Protein quaternary structure in the context of "Active site"

A protein complex or multiprotein complex is a group of two or more associated polypeptide chains. Protein complexes are distinct from multidomain enzymes, in which multiple catalytic domains are found in a single polypeptide chain.

Protein complexes are a form of quaternary structure. Proteins in a protein complex are linked by non-covalent protein–protein interactions. These complexes are a cornerstone of many (if not most) biological processes. The cell is seen to be composed of modular supramolecular complexes, each of which performs an independent, discrete biological function.

In biochemistry, a protein dimer is a macromolecular complex or multimer formed by two protein monomers, or single proteins, which are usually non-covalently bound. Many macromolecules, such as proteins or nucleic acids, form dimers. The word dimer has roots meaning "two parts", di- + -mer. A protein dimer is a type of protein quaternary structure.

A protein homodimer is formed by two identical proteins while a protein heterodimer is formed by two different proteins.

In structural biology, a protomer is the structural unit of an oligomeric protein. It is the smallest unit composed of at least one protein chain. The protomers associate to form a larger oligomer of two or more copies of this unit. Protomers usually arrange in cyclic symmetry to form closed point group symmetries.

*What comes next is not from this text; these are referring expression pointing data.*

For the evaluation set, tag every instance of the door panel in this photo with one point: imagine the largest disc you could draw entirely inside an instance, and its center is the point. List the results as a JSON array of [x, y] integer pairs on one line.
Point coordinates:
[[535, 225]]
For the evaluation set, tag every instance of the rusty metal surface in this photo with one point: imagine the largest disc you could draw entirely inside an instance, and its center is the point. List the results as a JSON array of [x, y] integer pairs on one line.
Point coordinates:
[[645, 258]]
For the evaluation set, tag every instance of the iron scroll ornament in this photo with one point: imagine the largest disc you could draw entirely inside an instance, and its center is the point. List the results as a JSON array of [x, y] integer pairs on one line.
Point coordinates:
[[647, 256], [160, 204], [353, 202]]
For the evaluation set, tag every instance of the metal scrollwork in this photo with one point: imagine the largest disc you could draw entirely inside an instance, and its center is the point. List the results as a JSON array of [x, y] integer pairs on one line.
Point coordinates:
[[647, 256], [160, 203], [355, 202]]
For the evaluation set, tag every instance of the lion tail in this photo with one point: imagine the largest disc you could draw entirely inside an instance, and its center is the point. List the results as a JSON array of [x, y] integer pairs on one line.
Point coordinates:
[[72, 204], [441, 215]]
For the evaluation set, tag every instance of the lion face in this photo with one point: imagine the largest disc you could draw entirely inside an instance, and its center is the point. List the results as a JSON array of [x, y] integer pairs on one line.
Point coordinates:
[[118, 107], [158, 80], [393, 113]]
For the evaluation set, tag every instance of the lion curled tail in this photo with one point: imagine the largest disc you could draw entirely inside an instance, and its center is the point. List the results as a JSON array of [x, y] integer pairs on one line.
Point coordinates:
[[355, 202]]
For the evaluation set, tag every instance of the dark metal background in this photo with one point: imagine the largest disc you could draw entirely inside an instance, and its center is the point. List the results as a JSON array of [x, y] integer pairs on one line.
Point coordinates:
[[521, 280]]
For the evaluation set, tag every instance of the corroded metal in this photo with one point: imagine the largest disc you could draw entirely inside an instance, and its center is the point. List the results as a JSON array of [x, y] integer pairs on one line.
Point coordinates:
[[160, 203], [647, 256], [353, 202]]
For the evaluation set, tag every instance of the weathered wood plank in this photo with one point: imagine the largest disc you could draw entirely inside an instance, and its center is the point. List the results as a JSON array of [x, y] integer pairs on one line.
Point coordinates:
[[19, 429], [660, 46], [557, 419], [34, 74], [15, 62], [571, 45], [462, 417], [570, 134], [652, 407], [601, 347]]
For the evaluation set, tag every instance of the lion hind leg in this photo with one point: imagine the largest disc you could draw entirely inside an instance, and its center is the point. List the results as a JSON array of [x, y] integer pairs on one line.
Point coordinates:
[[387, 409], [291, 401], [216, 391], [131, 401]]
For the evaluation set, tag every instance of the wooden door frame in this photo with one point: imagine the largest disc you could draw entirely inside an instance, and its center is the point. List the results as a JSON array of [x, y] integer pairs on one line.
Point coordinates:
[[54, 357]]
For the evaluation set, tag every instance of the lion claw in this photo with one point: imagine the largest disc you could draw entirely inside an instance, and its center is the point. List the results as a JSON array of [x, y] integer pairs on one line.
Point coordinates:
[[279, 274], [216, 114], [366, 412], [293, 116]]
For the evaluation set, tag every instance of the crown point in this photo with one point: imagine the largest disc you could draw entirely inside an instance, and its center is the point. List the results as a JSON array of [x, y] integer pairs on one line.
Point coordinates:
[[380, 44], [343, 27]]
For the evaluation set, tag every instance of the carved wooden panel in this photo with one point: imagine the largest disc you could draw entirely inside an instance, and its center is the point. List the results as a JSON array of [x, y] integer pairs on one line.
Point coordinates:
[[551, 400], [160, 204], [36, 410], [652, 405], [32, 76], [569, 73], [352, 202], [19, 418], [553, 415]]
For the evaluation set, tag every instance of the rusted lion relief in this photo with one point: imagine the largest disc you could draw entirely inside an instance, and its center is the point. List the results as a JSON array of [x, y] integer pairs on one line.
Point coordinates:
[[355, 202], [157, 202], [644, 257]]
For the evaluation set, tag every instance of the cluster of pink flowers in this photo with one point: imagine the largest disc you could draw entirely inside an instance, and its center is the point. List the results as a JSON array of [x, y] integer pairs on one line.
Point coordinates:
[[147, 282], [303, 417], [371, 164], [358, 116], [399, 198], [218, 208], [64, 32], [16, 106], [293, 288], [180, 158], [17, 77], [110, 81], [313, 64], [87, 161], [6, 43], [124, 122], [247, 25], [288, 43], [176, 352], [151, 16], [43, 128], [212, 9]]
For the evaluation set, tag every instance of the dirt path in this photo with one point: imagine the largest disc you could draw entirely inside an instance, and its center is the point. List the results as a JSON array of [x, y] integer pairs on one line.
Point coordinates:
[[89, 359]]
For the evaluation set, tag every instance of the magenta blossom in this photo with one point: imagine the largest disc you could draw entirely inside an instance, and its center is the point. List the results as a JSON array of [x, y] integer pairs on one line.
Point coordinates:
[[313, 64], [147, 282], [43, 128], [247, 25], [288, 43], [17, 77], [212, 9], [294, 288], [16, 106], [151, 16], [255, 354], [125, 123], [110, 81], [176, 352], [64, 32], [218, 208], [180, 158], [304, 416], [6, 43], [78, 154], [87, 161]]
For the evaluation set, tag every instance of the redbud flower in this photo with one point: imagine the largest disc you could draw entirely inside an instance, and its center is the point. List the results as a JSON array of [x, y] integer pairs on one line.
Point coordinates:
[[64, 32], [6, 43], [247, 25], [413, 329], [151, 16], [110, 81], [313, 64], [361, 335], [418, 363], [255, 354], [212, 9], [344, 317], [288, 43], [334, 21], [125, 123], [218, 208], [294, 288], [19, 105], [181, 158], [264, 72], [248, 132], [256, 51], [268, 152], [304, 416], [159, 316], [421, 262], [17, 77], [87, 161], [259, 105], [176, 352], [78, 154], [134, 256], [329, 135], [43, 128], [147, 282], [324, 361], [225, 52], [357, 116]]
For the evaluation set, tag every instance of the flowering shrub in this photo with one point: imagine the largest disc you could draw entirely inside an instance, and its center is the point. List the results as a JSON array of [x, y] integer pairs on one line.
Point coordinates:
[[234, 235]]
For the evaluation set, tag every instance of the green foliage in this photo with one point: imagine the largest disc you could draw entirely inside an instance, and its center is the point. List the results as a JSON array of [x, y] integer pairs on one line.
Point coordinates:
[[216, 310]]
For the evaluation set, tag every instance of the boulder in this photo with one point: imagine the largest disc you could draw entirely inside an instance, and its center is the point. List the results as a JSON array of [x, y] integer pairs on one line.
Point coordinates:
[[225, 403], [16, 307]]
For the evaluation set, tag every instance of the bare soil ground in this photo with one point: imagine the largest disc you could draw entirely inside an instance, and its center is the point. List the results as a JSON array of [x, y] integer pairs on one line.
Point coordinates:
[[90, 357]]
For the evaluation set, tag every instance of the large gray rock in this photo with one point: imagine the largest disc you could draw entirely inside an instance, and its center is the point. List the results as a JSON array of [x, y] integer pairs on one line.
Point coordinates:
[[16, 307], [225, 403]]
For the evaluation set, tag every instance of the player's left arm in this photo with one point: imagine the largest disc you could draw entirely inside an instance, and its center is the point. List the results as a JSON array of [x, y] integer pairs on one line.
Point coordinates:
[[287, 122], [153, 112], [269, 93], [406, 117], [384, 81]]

The term was introduced by Chetverin to make nomenclature in the Na/K-ATPase enzyme unambiguous. This enzyme is composed of two subunits: a large, catalytic α subunit, and a smaller glycoprotein β subunit (plus a proteolipid, called γ-subunit). At the time it was unclear how many of each work together. In addition, when people spoke of a dimer, it was unclear whether they were referring to αβ or to (αβ)₂. Chetverin suggested to call αβ a protomer and (αβ)₂ a diprotomer. Thus, in the work by Chetverin the term protomer was only applied to a hetero-oligomer and subsequently used mainly in the context of hetero-oligomers. Following this usage, a protomer consists of a least two different proteins chains. In current literature of structural biology, the term is commonly also applied to the smallest unit of homo-oligomers, avoiding the term "monomer".

Protein tertiary structure is the three-dimensional shape of a protein. The tertiary structure will have a single polypeptide chain "backbone" with one or more protein secondary structures, the protein domains. Amino acid side chains and the backbone may interact and bond in a number of ways. The interactions and bonds of side chains within a particular protein determine its tertiary structure. The protein tertiary structure is defined by its atomic coordinates. These coordinates may refer either to a protein domain or to the entire tertiary structure. A number of these structures may bind to each other, forming a quaternary structure.

A tetrameric protein is a protein with a quaternary structure of four subunits (tetrameric). Homotetramers have four identical subunits (such as glutathione S-transferase), and heterotetramers are complexes of different subunits. A tetramer can be assembled as dimer of dimers with two homodimer subunits (such as sorbitol dehydrogenase), or two heterodimer subunits (such as hemoglobin).